Cold Souls

My life is not large enough for her soul.”



It’s likely you missed it in the theaters.  It was only out for a couple of weeks in very limited release, it starred only a few big name actors, though those actors are accomplished, and it’s certainly an off-kilter film, the kind of which finds a very limited audience.



Cold Souls is a dark comedy about a man who employs the services of a company that specializes in the removal and reinserting of souls.  Paul Giamatti plays the man, and he is as excellent in this film as he has ever been.  The movie is worth watching for his performance alone.  David Straithern and Emily Watson are also involved, and both are characteristically excellent.  The film is eccentric, intriguing, funny, surprising, and poignant.

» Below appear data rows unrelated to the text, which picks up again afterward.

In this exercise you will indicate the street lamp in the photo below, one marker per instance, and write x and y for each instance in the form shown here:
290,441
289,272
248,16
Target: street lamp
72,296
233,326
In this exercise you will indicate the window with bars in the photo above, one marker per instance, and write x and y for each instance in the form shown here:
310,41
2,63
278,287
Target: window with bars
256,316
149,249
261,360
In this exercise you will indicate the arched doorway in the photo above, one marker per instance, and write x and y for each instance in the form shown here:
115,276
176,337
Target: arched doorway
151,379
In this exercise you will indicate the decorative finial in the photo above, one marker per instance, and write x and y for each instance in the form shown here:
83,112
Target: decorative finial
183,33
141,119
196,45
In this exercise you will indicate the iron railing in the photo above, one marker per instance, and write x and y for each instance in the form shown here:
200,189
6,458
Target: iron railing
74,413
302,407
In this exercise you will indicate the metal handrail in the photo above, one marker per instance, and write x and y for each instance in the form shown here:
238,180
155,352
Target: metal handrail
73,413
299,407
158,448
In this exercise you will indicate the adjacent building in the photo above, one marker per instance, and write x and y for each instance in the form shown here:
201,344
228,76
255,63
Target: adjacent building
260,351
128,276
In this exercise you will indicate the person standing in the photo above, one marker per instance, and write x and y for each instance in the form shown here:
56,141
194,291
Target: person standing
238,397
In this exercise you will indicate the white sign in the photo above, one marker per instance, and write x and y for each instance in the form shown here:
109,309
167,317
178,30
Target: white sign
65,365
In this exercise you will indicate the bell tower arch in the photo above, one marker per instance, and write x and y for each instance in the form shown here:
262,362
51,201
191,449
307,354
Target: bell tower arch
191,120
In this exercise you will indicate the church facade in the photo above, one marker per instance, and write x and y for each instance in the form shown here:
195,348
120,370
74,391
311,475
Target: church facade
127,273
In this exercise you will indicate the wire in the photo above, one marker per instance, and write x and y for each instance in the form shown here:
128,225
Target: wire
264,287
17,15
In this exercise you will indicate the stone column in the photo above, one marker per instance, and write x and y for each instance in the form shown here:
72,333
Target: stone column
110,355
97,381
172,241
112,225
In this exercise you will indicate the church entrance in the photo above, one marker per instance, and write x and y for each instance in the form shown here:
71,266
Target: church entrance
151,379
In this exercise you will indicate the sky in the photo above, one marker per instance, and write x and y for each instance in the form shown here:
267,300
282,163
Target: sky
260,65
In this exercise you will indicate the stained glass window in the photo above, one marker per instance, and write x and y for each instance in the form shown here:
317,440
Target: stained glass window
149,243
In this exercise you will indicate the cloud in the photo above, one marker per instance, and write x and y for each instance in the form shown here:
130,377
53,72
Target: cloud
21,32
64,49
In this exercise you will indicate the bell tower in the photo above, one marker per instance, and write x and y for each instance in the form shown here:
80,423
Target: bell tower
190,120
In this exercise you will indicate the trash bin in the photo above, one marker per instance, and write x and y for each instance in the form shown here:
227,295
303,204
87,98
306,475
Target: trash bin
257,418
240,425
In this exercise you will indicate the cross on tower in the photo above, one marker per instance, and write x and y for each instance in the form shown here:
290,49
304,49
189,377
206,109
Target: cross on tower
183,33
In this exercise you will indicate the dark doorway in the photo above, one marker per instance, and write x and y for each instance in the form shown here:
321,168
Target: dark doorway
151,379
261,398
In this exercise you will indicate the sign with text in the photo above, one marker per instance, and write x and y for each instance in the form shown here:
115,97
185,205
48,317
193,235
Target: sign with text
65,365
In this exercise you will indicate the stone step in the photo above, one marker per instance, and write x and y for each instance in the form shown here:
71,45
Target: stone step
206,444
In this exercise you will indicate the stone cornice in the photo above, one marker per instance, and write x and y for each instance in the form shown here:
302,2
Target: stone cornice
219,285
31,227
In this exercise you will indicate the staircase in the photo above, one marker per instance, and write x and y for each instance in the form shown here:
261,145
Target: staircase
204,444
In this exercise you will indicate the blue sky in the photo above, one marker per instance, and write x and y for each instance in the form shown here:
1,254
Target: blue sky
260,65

I recommend it with enthusiasm.



One will be hard pressed to find another film that deals as explicitly with the idea of the soul, what it means to have a soul – to be some strange mix of the spiritual and physical – what it means that we are all soul-full beings, shaped by our experiences, and what our responsibilities are to ourselves and more importantly each other as soul-full women and men.

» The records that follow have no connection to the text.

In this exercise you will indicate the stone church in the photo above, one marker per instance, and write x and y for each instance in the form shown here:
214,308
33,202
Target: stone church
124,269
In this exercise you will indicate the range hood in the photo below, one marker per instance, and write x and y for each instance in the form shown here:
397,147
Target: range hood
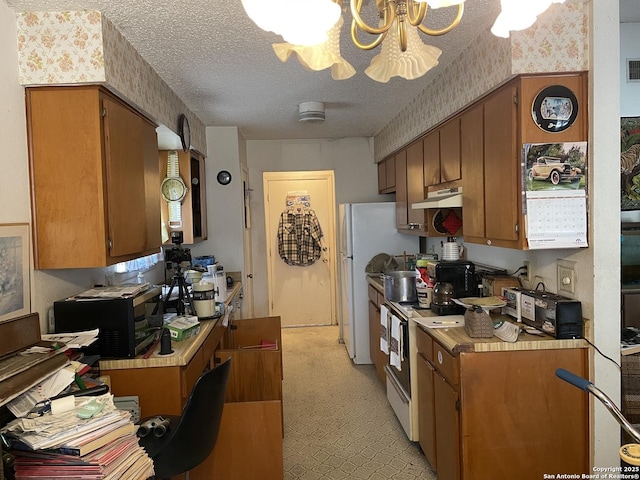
447,198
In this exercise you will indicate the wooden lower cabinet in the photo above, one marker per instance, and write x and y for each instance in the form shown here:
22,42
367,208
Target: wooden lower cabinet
378,357
501,414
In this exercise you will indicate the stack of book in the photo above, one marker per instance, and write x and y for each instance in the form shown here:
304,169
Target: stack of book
64,445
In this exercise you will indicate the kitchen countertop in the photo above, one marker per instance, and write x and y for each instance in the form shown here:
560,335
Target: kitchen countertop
183,351
375,281
456,340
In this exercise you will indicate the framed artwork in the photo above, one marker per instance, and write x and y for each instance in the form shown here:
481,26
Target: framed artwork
14,271
554,109
630,163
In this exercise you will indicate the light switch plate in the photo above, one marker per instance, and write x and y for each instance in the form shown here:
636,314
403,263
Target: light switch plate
566,278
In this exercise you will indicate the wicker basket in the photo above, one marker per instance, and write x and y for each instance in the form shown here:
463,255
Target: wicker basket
478,323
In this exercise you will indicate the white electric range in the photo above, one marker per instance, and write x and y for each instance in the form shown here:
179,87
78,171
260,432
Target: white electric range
402,383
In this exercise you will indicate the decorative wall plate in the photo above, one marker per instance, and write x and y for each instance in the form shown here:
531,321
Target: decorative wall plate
555,108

In the film, Paul Giamatti plays an actor named Paul Giamatti currently cast in a production of a Russian play.  Paul is finding the part especially difficult because the role makes his soul feel especially heavy.  He has his soul removed to enable himself to perform the part.  As the plot twists, he finds himself embodying the soul of another person, and it is while incarnating this other person that he utters the line at the top of this review.



I found this line particularly moving.  Could any of us successfully encapsulate the life experience of another person?  Can we comprehend the breadth of pain and depths of joy that another person lives through and with every day?



I’ve heard it said that a human being is an eternity you can walk around, that you can spend forever investigating and exploring the intricacies of another and still you will never know all of that person.  When God breathed into us, I like to think that God imparted a bit of his eternal-ness into each of us.  We go on and on and on and on and on and on and… well, you get the idea.



We are infinite beings with finite minds, perhaps.



And then of course, I think about the fact that God does know each of us completely.  God is capable of fully comprehending us in a way that we are incapable of comprehending even ourselves.  I think about this, and I bow in worship of the Inestimable God.



Anyway, this is what the film Cold Souls did for me.  This is the conversation it sparked in my life.  Who knows what it might spark for you?